For this research, we have re-translated the original English version to adapt it to the different local variations of Spanish language in each country involved in this data collection. However, only the Argentinian team used a double-negation wording for item 5 that could be understood by adolescents and did not need to be reversed. This item will be specifically analyzed, because according to our previous experience with Spanish samples its performance among adolescents is suspected to be different than among adult populations.

Some authors have deemed this item problematic, even suggesting that it might reflect other areas more than well-being (Veenhoven 1994, 2009). High scores in response to the phrase “If I could live my life over, I would change almost nothing” may reflect more a conformist personality than personal well-being. People evaluating new experiences may be happy with their lives but not want to repeat the same experiences – considering new experiences to be more desirable. This may be the case for many young people during adolescence.

In all countries, the 1–7 scale was changed to a 0–10 scale in order to make it more sensitive, and also for easier comparison of results with other instruments using a 0–10 scale. Labels have been given to each value from strongly agree to strongly disagree.

Item 3 of this scale refers to agreement with the phrase I am satisfied with my life. Although this phrasing does not include a reference to “overall life” or “life as a whole”, it is probably understood in this way by most adolescents in the four countries object of study. Its meaning therefore risks being redundant with the single-item on overall life satisfaction.

In order to analyze results across countries we present 4 calculations:

  • The complete SWLS index, transformed into a 0–100 scale.

  • The SWLS index without item 3, transformed into a 0–100 scale.

  • The SWLS index without item 5, transformed into a 0–100 scale.

  • Item 3 as a single indicator, on a 0–10 scale.

The psychometric properties of this scale have been published in various articles. See, for example, Pavot and Diener (1993). The originally reported Cronbach α was 0.87 (Diener et al. 1985). In the original testing, a single component accounted for 66% of the variance.

2.1.3 Brief Multidimensional Students’ Life Satisfaction Scale (BMSLSS)

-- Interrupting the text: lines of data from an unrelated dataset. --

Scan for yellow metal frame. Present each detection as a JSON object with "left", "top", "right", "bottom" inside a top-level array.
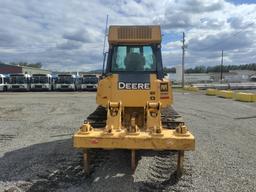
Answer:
[{"left": 73, "top": 127, "right": 195, "bottom": 151}]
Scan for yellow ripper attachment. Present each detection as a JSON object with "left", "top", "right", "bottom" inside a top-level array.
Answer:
[
  {"left": 74, "top": 101, "right": 195, "bottom": 175},
  {"left": 74, "top": 125, "right": 194, "bottom": 151},
  {"left": 73, "top": 122, "right": 195, "bottom": 175}
]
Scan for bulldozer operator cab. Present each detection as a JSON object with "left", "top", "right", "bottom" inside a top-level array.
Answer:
[
  {"left": 110, "top": 45, "right": 157, "bottom": 73},
  {"left": 103, "top": 26, "right": 165, "bottom": 79}
]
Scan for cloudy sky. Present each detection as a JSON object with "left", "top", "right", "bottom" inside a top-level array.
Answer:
[{"left": 0, "top": 0, "right": 255, "bottom": 71}]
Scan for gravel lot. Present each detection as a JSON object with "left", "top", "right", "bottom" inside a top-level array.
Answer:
[{"left": 0, "top": 91, "right": 255, "bottom": 192}]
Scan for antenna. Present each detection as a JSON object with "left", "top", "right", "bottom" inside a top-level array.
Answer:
[{"left": 102, "top": 15, "right": 109, "bottom": 75}]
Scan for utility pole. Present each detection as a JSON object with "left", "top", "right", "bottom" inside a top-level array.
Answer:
[
  {"left": 181, "top": 32, "right": 185, "bottom": 88},
  {"left": 220, "top": 50, "right": 223, "bottom": 82}
]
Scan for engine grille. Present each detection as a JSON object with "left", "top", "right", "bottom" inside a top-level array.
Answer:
[{"left": 117, "top": 27, "right": 152, "bottom": 40}]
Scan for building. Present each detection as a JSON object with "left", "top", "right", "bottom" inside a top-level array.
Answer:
[
  {"left": 168, "top": 73, "right": 213, "bottom": 83},
  {"left": 210, "top": 70, "right": 256, "bottom": 82},
  {"left": 21, "top": 65, "right": 51, "bottom": 75},
  {"left": 0, "top": 63, "right": 51, "bottom": 75},
  {"left": 168, "top": 67, "right": 256, "bottom": 84},
  {"left": 0, "top": 63, "right": 20, "bottom": 74}
]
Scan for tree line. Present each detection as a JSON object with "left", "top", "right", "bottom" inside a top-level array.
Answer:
[
  {"left": 185, "top": 63, "right": 256, "bottom": 73},
  {"left": 163, "top": 63, "right": 256, "bottom": 74}
]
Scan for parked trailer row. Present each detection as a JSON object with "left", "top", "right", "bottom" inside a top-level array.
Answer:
[{"left": 0, "top": 74, "right": 99, "bottom": 92}]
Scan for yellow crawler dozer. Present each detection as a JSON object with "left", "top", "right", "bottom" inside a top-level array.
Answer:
[{"left": 73, "top": 25, "right": 195, "bottom": 175}]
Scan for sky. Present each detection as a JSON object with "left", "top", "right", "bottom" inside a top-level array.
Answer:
[{"left": 0, "top": 0, "right": 255, "bottom": 71}]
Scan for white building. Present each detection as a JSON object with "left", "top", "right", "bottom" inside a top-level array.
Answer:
[{"left": 168, "top": 72, "right": 213, "bottom": 83}]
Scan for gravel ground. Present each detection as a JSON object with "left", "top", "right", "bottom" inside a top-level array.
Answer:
[{"left": 0, "top": 91, "right": 255, "bottom": 192}]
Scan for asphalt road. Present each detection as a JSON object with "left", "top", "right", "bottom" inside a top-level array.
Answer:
[{"left": 0, "top": 91, "right": 255, "bottom": 192}]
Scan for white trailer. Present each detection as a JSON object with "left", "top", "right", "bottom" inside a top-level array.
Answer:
[
  {"left": 54, "top": 74, "right": 79, "bottom": 91},
  {"left": 31, "top": 74, "right": 53, "bottom": 91},
  {"left": 80, "top": 75, "right": 98, "bottom": 91},
  {"left": 0, "top": 74, "right": 8, "bottom": 92},
  {"left": 8, "top": 74, "right": 31, "bottom": 91}
]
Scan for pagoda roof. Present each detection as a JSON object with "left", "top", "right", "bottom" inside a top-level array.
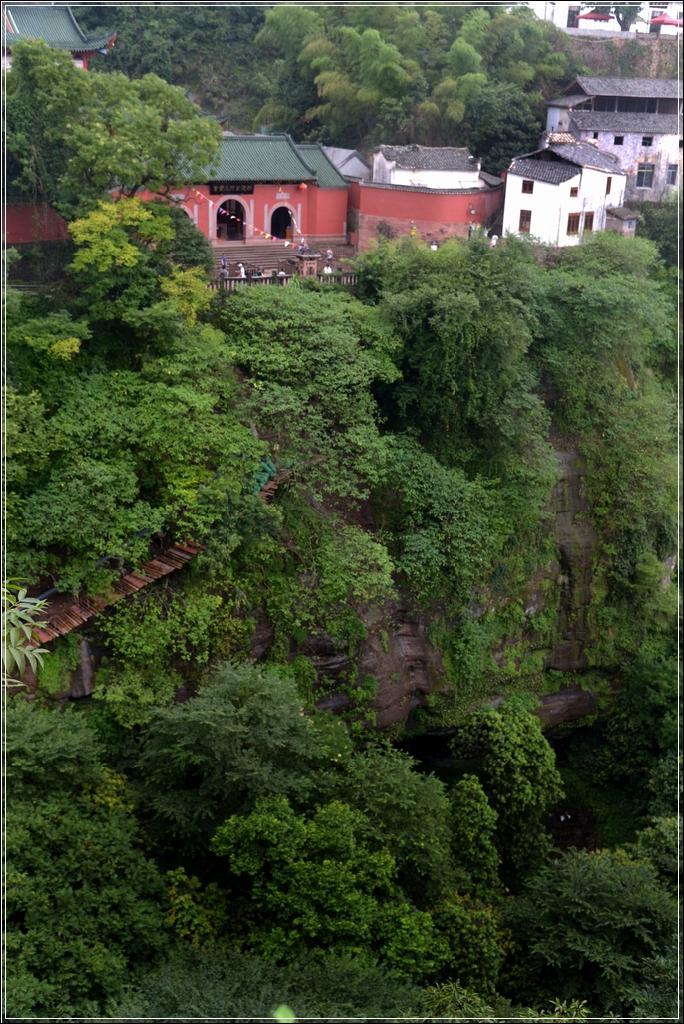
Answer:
[
  {"left": 206, "top": 134, "right": 335, "bottom": 186},
  {"left": 295, "top": 144, "right": 347, "bottom": 188},
  {"left": 3, "top": 3, "right": 115, "bottom": 52},
  {"left": 208, "top": 134, "right": 316, "bottom": 183}
]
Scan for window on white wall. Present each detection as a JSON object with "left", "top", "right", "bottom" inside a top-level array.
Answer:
[
  {"left": 614, "top": 136, "right": 624, "bottom": 146},
  {"left": 519, "top": 210, "right": 531, "bottom": 233},
  {"left": 666, "top": 164, "right": 678, "bottom": 185},
  {"left": 522, "top": 180, "right": 534, "bottom": 194},
  {"left": 641, "top": 136, "right": 653, "bottom": 147},
  {"left": 636, "top": 163, "right": 655, "bottom": 187},
  {"left": 567, "top": 213, "right": 580, "bottom": 234}
]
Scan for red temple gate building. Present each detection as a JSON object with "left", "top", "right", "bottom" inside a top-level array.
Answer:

This scale was designed by Seligson et al. (2003) and developed for use with students aged 8–18. It includes 5 items referring to satisfaction with different life domains. Responses were originally coded on a scale of 1 to 7, from terrible to delighted. The psychometric properties of this scale have been published in different articles. A 0.68 Cronbach’s α was originally reported (Seligson et al. 2003).

We have changed the 1–7 scale to a 0–10 scale in order to make it more sensitive. Labels have been given to each value, describing satisfaction with each life domain from terrible to delighted. The overall aggregate score has been transformed into a 0–100 scale.

2.1.4 Single Item on Overall Life Satisfaction (OLS)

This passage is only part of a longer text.